I was at first infuriated, then deeply unsettled, by the headline and language of a Washington Post story last month that described two girls between the ages of 12 and 15 who were drugged and forcibly held against their wills as "prostitutes." Describing children in this way is appalling, and betrays an ignorance of the applicable law and a horrifying insensitivity to the suffering these young survivors endured.
Call them sex slaves, rape victims, or exploited children. But kids too young to give consent to sex should not be referred to with a word that implies that they chose this line of work or receive any benefit from it.
Michigan, where the girls were exploited, exempts minors under the age of 16 from prosecution for prostitution, as does the District of Columbia, where The Washington Post is published. This is not a matter of political correctness; it is the law. In fact, under federal, Michigan and D.C. law, the girls are trafficking victims, not prostitutes. I am disappointed that the reporter, his editor, and the paper's headline writer apparently do not know the difference. But The Washington Post is in many respects excellent, and my main grievance is not with the paper, but with a society that believes "prostitute" is the language for children who are illegally bought and sold.
As Shared Hope International reveals through its Protected Innocence Challenge -- anti-trafficking report cards for all 50 states and the District of Columbia -- all 50 states have criminalized child sex trafficking (Hawaii passed its law earlier this year.) Five more states have ensured that commercially sexually exploited minors will be treated as victims, in need of social services, instead of as criminal defendants.
We must stop criminalizing kids for crimes committed against them! Domestic minors are twice condemned: first by sex buyers and the voracious commercial sex trade, then by the juvenile justice system...Only when buying sex becomes very costly--meaning steep fines and jail time--will we be able to prevent this crime from happening in the first place.
At Covenant House, the largest charity in the Americas serving homeless and trafficked youth, we see the real life implications of these laws every day. We see, for example, how in Louisiana, which earned an A+ from Shared Hope, a ground-breaking law that this year broadened the definition of sex trafficking, can help the youth we care for every day. The new law, which Gov. John Bel Edwards signed on May 27, makes Louisiana the first state to raise the age to 21 for requiring proof of force, fraud or coercion in sex trafficking cases. That means if you were prostituted before age 21, a district attorney can prosecute your pimp without having to prove force, fraud or coercion.

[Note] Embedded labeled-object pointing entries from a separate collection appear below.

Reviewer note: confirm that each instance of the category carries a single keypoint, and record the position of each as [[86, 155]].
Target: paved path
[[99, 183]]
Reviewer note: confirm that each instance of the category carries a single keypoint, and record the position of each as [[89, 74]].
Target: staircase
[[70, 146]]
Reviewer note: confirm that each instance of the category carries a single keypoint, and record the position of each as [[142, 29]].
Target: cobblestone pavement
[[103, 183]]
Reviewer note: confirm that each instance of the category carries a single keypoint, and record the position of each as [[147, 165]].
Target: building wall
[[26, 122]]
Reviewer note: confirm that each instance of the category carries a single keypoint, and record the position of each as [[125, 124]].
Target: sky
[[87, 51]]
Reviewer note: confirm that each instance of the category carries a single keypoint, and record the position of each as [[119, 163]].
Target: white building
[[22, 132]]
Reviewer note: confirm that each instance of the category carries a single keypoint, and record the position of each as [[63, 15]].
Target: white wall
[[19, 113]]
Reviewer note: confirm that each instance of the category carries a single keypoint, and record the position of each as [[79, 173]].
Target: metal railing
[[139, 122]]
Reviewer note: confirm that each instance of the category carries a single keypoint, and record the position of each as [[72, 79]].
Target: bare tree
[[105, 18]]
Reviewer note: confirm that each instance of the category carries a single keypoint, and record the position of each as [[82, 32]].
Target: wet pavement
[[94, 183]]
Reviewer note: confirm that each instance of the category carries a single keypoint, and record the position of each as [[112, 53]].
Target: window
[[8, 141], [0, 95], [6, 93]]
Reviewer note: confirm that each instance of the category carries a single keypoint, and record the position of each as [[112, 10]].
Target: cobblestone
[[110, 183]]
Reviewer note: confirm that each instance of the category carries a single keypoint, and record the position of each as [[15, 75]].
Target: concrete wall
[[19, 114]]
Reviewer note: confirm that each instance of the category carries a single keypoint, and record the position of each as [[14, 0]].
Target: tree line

A study of the homeless youth we serve at our New Orleans shelter, completed by Loyola University, showed that 14 percent of those interviewed had been trafficked for sex or labor. Of the young people trafficked for sex, two thirds were under 18, and the new law may create a quicker path to justice to young people over 18 - they will not have to prove that they were forced or defrauded by someone else into selling sex, but will be treated as trafficking victims because they are under 21.
At another one of our sites, in New York City, however, we see the damage inadequate laws can do. New York, which earned a D from Shared Hope, is easier on traffickers than federal law, requiring prosecutors to rely on minor victims to prove "force, fraud or coercion" played a role in their exploitation - no small feat for a traumatized teen who may not feel safe testifying against a powerful and violent pimp.
The Federal Justice for Victims of Trafficking Act clarifies that anyone bought or sold for sex under age 18 is automatically a trafficking victim, regardless of whether force was involved. But that law only applies to federal crimes. Anti-trafficking advocates in New York are making the obvious argument that if you are too young to consent to having sex, how in the world should a pimp be able to get away with selling and profiting from your sexual servitude?
Slowly but surely, the tide of justice is turning for child trafficking victims across the nation. For example, Mississippi added child trafficking victims to the definition of an abused child, opening access to foster care and services for them. And Oklahoma made buying sex from 16- or 17-year-olds a felony.
Please take a look at how your state ranks, and work with your state legislators, attorneys general and governors to reduce the demand for prostitution, punish people who buy sex from youth up to age 21, and ensure services are available to trafficking survivors.
Children are not and can never be for sale. When they are bought and sold, they are trafficking victims. And when they are freed, they are trafficking survivors, not prostitutes. We have to make sure lawmakers and reporters alike know the difference.